Handwriting Recognition & Machine Learning; Minyue Dai
Contents
Introduction
This is a project working on applying Deep Learning Models in Syriac Research, continuing Minyue Dai's project .
All Python scripts are in H:\Spring2017. All data files are in C:\Syriac.
Week 1 (Jan. 29 -- Feb. 04)
- Monday (Jan. 29)
- Try to compress the latent vector data we have
- TSNE: It runs to slow and I fail to find a GPU version of it.
- PCA: It performs not so well
- Try to compress the latent vector data we have
- Wednesday (Jan. 31)
- Try to apply KNN (K-nearest neighbor) on the SVM test I have done in fall semester to see exactly what happens.
- KNN\KNN.py: Script that runs KNN classification.
- KNN\knnneightbors.py: Script that calculate neighbors.
- It seems when n=3 the classifier performs the best, but because we want to see what happens, the script calculates 10 nearest neighbors.
- Maybe use Softmax function to convert distance(KNN) to probability so that we can calculate an exact year for the samples.
- Try to apply KNN (K-nearest neighbor) on the SVM test I have done in fall semester to see exactly what happens.
- Thursday (Feb. 01)
- Use softmax function to convert 10 nn distance into probability and then compute the date.
- KNN\knnneightbors.py: Add another function to compute probability.
- Use softmax function to convert 10 nn distance into probability and then compute the date.
- Friday (Feb. 02)
- Talk with professor and decide to use KNN and softmax to transform distance into probability and then date manuscript
- Date\manu_date.py: Convert date information in .xls form into numpy array
- Talk with professor and decide to use KNN and softmax to transform distance into probability and then date manuscript
- Sunday (Feb. 04)
- Continue working on KNN Dating
- choose_manu.py: Choose train and test data's index for dating test. (36000 for train 7000 for test)
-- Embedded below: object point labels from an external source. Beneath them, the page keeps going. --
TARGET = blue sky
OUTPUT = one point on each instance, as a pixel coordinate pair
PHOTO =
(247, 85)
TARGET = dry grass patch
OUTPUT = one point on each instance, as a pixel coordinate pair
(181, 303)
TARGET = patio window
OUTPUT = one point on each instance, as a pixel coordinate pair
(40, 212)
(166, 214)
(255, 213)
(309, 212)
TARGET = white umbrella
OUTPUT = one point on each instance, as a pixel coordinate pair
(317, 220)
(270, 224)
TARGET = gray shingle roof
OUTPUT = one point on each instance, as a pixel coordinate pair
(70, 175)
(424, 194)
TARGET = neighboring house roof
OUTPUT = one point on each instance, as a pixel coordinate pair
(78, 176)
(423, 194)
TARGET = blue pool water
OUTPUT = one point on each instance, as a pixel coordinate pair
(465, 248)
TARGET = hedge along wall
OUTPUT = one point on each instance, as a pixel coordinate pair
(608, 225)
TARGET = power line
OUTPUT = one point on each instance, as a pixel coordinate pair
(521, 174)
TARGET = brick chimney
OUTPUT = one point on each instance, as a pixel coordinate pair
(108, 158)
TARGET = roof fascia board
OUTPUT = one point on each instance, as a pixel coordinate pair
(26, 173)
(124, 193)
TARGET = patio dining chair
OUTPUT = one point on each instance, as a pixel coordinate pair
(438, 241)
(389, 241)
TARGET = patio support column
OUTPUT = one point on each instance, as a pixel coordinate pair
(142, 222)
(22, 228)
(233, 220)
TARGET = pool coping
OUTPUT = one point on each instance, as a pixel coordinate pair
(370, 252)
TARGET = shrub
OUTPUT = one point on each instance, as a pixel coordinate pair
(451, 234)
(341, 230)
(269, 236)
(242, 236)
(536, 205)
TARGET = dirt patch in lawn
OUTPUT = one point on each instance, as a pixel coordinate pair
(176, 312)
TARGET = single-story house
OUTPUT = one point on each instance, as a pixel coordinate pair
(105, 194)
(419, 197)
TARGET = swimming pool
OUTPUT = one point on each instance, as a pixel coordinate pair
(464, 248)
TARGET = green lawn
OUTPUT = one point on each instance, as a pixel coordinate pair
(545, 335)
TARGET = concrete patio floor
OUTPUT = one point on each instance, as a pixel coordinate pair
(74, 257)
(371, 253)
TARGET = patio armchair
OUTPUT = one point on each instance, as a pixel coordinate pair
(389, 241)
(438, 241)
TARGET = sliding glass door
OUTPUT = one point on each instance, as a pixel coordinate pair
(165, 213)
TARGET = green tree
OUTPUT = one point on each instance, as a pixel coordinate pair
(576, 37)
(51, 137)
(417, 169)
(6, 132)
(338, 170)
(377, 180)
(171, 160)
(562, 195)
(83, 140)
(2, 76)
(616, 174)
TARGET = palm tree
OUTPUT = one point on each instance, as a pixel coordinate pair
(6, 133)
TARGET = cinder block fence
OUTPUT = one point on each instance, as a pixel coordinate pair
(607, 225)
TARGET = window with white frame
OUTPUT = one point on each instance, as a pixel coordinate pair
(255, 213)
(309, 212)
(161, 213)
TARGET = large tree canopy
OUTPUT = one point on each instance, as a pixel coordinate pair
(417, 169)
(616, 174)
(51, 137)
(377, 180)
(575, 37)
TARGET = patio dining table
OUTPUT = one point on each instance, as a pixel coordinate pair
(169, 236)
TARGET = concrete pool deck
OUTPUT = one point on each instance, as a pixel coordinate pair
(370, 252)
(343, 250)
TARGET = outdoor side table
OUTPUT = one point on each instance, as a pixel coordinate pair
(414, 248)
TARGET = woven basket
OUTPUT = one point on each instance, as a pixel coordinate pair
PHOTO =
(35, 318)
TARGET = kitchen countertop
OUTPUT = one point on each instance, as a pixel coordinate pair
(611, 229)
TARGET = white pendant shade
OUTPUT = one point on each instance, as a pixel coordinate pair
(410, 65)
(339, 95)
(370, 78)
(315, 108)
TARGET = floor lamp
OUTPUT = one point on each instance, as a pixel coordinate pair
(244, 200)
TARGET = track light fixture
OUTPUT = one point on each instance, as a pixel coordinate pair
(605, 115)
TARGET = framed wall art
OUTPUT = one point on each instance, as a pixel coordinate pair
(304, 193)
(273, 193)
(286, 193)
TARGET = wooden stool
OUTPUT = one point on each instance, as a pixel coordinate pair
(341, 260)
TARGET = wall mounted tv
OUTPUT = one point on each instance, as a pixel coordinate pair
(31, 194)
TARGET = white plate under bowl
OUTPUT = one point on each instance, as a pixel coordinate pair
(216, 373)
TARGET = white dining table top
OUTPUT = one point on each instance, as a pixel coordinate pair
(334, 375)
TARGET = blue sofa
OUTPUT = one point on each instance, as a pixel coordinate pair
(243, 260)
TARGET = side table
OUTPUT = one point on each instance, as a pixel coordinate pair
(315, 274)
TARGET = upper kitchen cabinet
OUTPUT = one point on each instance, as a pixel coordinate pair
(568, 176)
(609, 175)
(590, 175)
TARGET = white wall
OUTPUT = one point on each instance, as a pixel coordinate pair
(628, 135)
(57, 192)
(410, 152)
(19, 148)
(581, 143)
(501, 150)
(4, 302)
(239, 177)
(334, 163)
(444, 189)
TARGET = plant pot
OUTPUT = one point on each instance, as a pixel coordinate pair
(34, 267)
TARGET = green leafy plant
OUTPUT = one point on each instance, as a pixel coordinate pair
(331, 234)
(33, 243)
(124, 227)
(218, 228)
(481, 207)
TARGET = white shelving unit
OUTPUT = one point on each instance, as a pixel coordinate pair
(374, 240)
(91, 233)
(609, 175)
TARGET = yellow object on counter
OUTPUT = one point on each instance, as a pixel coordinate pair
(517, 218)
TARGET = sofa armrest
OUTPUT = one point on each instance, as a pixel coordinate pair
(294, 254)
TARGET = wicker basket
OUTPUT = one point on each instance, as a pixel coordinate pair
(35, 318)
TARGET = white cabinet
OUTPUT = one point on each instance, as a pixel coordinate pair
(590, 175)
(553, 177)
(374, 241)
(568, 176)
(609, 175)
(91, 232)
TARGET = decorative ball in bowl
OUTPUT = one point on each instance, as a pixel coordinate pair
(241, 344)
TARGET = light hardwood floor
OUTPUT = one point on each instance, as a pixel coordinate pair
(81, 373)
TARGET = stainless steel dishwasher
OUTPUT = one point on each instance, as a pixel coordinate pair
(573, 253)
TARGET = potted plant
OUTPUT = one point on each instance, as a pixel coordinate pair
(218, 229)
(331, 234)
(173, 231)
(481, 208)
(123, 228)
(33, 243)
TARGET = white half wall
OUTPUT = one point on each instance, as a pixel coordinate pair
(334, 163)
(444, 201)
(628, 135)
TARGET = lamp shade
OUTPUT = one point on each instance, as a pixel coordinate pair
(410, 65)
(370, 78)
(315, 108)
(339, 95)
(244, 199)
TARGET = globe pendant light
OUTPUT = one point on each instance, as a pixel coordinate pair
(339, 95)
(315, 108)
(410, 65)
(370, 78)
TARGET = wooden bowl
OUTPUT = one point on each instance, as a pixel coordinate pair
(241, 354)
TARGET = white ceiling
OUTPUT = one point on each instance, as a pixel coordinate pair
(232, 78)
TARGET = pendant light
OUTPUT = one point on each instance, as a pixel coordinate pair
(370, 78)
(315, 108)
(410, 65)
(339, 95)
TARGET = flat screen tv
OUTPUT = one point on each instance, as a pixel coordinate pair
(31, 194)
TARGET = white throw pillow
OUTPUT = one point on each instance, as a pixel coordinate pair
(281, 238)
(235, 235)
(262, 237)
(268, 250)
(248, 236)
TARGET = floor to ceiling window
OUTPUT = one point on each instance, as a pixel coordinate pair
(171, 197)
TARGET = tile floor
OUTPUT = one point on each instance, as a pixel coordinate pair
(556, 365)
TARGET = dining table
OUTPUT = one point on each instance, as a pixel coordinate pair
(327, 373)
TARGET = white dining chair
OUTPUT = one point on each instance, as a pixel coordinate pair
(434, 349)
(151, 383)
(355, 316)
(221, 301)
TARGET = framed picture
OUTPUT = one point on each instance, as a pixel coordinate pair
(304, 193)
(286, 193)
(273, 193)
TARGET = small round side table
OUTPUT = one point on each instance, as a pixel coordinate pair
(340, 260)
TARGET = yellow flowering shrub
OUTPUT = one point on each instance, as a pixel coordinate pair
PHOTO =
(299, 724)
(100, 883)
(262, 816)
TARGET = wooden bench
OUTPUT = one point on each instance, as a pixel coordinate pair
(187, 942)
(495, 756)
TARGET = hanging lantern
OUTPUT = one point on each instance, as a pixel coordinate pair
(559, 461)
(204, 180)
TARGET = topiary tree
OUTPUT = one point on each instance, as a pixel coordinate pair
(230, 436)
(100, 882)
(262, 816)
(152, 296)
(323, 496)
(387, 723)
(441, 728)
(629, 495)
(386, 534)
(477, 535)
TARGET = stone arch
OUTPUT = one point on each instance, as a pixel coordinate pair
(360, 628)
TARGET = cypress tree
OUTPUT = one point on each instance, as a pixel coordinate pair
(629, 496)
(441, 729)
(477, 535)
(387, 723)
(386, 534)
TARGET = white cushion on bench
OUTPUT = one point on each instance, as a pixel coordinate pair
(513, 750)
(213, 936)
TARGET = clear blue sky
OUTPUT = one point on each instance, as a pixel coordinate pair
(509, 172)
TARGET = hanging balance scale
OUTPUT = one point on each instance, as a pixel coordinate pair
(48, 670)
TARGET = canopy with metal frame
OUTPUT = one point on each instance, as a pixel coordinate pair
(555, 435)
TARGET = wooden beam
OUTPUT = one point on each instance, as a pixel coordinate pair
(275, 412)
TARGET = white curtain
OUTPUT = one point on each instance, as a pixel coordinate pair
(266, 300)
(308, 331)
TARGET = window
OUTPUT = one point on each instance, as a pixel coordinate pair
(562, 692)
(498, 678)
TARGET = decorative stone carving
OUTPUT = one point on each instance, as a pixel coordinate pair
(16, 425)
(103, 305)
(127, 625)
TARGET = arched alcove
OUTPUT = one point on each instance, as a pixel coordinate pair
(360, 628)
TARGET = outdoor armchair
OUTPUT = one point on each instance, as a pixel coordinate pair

- Continue working on KNN Dating
Week 2 (Feb. 05 -- Feb. 11)
- Monday (Feb. 05)
- Evaluate some special properties of different code
- KNN_date.py: Date test letters based on 10 NN.
- ALIEncoder's letter clustered together
- Evaluate some special properties of different code
- Thursday (Feb. 08)
- Try to date letters based on center of 1 group of images (same manuscript same label)
- KNN_center.py: Prepare data for dating (Compute the center)
- KNN_centerdate.py: Date manuscript based on center.
- Try to date letters based on center of 1 group of images (same manuscript same label)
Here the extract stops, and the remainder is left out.